Close your eyes. Now imagine your three-year-old self, sitting on the classroom carpet, involved in a large group activity. You and the other children are required to listen and follow along. Some are able to sit quietly and actively participate, but not you.
You need to move. You want to jump in and not wait your turn. You make noises and impulsive movements. You are ridiculed for not participating and being disruptive. Some children ask questions about why you act the way you do. They ask why you’re different.
An early childhood educator can react in many ways. They can create an environment that condemns diversity. Or they can support diversity, thereby teaching children to care about others.
Children often experience the world as if they are not important, not heard, understood or accepted for who they truly are. This is very painful for humans because we are born to connect, and it often leads to bullying among children.
Bullies are victims. They are victims of environments that make them feel vulnerable, unimportant, undervalued, unaccepted or unappreciated. A common reaction is to try to make others feel small and insignificant.
On Wednesday, Feb. 28, 2018, people across the world will be wearing pink in support of Pink Shirt Day — to raise awareness about bullying.
To effect change and reduce bullying every day, early childhood professionals and parents can also play a huge role — by creating safe spaces that reflect the children in the classroom and the home and by encouraging them to express how they feel on the inside.
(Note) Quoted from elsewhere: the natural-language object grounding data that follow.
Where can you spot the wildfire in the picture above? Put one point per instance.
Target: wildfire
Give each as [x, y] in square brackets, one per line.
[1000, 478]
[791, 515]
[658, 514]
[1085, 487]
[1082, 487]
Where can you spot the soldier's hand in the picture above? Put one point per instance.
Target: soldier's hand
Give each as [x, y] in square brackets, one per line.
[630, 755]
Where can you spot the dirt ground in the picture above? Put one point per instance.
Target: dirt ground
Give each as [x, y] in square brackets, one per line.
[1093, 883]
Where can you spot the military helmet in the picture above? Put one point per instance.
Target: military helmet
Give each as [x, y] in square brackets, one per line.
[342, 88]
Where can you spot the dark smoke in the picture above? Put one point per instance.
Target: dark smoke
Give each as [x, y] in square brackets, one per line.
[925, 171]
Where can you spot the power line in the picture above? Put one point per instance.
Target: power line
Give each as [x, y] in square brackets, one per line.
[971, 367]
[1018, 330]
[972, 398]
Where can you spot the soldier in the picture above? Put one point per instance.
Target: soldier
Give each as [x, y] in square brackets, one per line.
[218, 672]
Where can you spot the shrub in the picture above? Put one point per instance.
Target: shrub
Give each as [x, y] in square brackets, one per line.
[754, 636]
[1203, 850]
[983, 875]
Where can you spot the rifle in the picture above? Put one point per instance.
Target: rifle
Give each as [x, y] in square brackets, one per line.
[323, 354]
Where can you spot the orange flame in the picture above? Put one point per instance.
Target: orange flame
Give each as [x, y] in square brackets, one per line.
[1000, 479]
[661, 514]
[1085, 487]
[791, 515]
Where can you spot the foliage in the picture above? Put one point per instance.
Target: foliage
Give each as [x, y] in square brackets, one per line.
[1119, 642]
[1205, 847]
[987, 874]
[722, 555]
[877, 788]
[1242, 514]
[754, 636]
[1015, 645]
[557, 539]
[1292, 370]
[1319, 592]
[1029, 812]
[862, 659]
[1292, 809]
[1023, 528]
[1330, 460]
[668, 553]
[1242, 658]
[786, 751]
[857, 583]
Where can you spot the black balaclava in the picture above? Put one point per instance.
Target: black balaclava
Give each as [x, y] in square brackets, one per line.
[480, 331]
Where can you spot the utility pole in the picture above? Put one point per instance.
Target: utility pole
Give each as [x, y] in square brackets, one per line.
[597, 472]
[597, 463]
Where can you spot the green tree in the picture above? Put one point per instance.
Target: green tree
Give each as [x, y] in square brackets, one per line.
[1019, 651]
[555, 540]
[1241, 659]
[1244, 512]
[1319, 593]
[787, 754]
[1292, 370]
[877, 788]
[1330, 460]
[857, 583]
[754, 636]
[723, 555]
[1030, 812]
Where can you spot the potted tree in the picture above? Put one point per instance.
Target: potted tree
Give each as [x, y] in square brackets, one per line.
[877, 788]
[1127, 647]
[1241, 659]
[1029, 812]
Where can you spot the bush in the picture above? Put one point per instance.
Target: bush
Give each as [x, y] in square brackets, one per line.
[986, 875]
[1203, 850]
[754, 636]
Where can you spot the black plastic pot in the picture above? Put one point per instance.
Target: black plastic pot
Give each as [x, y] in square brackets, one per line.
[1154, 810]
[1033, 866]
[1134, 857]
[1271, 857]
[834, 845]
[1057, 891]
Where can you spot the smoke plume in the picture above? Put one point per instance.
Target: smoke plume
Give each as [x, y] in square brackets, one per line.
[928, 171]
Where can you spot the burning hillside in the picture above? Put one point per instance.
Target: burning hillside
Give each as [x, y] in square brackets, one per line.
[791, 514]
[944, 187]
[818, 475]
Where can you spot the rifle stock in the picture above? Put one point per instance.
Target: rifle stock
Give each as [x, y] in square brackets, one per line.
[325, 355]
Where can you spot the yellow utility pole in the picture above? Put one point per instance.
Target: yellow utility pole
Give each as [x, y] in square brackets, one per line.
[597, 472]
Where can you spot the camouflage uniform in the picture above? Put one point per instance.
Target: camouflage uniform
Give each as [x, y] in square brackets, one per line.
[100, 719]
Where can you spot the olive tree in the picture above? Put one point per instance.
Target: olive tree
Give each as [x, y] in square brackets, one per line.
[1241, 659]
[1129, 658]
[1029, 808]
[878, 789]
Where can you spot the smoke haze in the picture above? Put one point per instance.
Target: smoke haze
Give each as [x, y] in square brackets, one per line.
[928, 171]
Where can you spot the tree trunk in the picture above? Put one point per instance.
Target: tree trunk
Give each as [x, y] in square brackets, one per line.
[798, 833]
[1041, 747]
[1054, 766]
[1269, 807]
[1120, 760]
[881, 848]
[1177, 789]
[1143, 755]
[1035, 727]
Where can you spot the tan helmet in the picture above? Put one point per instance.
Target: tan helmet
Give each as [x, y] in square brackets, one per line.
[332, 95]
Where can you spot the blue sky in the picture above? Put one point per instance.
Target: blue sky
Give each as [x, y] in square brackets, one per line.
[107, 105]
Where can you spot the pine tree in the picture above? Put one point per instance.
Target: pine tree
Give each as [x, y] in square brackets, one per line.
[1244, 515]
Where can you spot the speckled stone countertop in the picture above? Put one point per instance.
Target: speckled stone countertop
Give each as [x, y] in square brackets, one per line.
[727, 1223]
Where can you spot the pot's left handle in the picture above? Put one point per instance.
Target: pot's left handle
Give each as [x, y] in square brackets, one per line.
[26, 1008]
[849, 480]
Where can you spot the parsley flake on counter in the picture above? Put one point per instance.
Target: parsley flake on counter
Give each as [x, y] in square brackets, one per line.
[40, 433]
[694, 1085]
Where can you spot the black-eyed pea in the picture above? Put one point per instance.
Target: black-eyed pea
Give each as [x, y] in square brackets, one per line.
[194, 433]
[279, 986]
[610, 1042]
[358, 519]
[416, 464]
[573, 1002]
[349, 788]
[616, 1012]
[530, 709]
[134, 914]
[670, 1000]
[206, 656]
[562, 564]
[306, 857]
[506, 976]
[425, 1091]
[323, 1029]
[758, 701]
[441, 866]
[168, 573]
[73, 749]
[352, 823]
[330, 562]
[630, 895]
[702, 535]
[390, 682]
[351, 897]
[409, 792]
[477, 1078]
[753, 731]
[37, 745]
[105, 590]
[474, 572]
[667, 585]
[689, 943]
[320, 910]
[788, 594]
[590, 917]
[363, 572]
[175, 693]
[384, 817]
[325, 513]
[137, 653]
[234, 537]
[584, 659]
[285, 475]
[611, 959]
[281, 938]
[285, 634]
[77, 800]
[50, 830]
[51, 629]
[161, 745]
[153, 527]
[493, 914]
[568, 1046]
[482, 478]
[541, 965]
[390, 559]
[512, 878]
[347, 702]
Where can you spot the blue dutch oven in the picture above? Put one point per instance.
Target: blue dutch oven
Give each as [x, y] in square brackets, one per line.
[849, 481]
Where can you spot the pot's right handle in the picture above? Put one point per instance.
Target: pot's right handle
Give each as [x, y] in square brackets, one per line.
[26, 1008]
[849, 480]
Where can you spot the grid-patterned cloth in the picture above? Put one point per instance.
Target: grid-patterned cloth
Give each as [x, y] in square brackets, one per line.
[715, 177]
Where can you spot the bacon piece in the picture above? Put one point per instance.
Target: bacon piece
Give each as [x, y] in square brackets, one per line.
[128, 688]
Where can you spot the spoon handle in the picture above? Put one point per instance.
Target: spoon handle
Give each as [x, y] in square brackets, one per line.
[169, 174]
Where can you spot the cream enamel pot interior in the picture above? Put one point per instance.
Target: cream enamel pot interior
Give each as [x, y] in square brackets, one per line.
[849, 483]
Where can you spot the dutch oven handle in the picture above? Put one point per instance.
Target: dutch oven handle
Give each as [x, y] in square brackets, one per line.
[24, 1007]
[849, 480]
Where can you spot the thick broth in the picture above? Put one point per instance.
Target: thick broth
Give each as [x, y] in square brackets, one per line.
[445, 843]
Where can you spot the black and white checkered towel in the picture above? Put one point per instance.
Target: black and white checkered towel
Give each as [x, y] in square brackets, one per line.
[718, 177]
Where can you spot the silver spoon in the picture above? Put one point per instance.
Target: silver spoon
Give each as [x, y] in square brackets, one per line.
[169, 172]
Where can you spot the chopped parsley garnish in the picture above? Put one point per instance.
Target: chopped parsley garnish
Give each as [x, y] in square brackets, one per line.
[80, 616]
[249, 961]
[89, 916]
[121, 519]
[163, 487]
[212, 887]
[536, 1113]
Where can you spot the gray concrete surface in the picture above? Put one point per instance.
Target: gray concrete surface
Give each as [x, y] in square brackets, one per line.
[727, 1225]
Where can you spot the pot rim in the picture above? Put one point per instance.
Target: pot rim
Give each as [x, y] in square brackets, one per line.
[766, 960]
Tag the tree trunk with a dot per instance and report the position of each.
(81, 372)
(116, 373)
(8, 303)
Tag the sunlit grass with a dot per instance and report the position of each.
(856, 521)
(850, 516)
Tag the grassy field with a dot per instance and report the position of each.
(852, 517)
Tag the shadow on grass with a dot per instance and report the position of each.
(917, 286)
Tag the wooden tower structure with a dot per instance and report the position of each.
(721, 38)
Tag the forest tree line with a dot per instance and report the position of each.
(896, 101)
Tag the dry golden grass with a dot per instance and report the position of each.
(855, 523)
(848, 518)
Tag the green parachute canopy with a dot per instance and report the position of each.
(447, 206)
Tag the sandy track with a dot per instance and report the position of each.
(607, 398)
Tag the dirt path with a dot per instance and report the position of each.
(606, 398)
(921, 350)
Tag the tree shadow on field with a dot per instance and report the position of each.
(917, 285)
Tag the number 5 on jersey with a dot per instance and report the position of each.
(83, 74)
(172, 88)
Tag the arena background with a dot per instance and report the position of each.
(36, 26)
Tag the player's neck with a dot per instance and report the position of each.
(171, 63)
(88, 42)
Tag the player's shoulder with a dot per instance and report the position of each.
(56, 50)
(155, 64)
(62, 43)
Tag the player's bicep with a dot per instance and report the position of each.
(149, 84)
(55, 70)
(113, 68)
There is a great amount of difference in our society today. This includes differences of ethnicity, religion, culture, gender, identity and disability, as well as personality and behavioural differences.
Difference does not have to be scary for children; rather, it should be discussed with them and they should be encouraged to embrace differences.
The development of empathy and theory of mind at an early age can help children understand differences — through sharing feelings with others, and understanding others’ perspectives and experiences of the world.
The development of an inclusive environment both at school and at home can help children understand and accept differences.
In an early learning environment, it is easy to see how we are all different: We learn differently, we understand differently, we socialize differently. In fact, it is much easier to see the differences at times than it is to see the similarities in our human condition.
Take yourself back to the carpet, where you cannot sit still and are disengaged. An inclusive environment and a responsive early childhood educator would allow you to sit on something like a hot water bottle or wiggle chair to allow your body to move to support your attention and engagement.
You may also be given a fidget toy to manipulate in your hand to help focus your attention. Imagine yourself wiggling and fidgeting. You’re engaged and focused.
Inclusion without bias
The challenge with a responsive and inclusive response from the early childhood educator is that the other children notice that you get to touch and sit on different things and they want them too.
It’s easy to feel it is unfair that some kids get toys and others don’t. What is interesting about creating an inclusive environment is that it is OK that we are all different and we all get different things to support our development and learning.
The important part is that early childhood educators are able to discuss differences openly and thoughtfully to reduce bias. It is important that educators are able to hear and understand each child’s perspective, to be able to say: “Joe needs to hold something in his hand to help him listen.”
The kids can see and experience the difference. They understand that if an accommodation is made for Joe, when they require something, they will get what they need too.
Modelling inclusion is how we can combat discrimination and intolerance in society, and ultimately, bullying among children. It is the only way to effectively create change.
Parents and educators can support children by teaching them to:
1. Label feelings
When children can identify, and understand their own feelings they can understand how others feel. As children get older, parents and teachers can focus on the more difficult emotions including shame, guilt, embarrassment, anger, fear and sadness — in both themselves and in others.
2. Understand differences
Discuss the ways children are different (e.g., taller and shorter) and similar (e.g., we all feel sad at times) to one another. Try not to get anxious when a child mentions a disability or colour of skin. This is an obvious difference and our anxiety indicates that there is something wrong or to be scared of.
3. Help others
Let children try to help others. When another child is upset, discuss why, and how to help them feel better. Learning through doing is great when developing empathy and perspective-taking skills.
4. Perform acts of kindness
Allow the children to experience how it feels to make people feel good. Identify the individual child’s strengths and abilities and how they can use these to help others. Discuss how it makes them feel. Teach that generosity and kindness matter.
5. Repair relationships
We will always hurt people; this is part of life. When your child hurts someone else either intentionally or unintentionally, help them find a way to genuinely repair the relationship (e.g., with an apology or letter). Encourage the child to take responsibility for their actions.
6. Follow your lead
Model the behaviour you want to see in children. If a parent models bullying or aggressive behaviour, it will be very difficult for a child to engage in caring, empathic behaviour.
If you are working on changing your own behaviours, talk about it with your child. You can explain how it feels and the struggle to change your actions and understanding of the world. Your child can understand. And apologize for yourself when you misstep. We all do.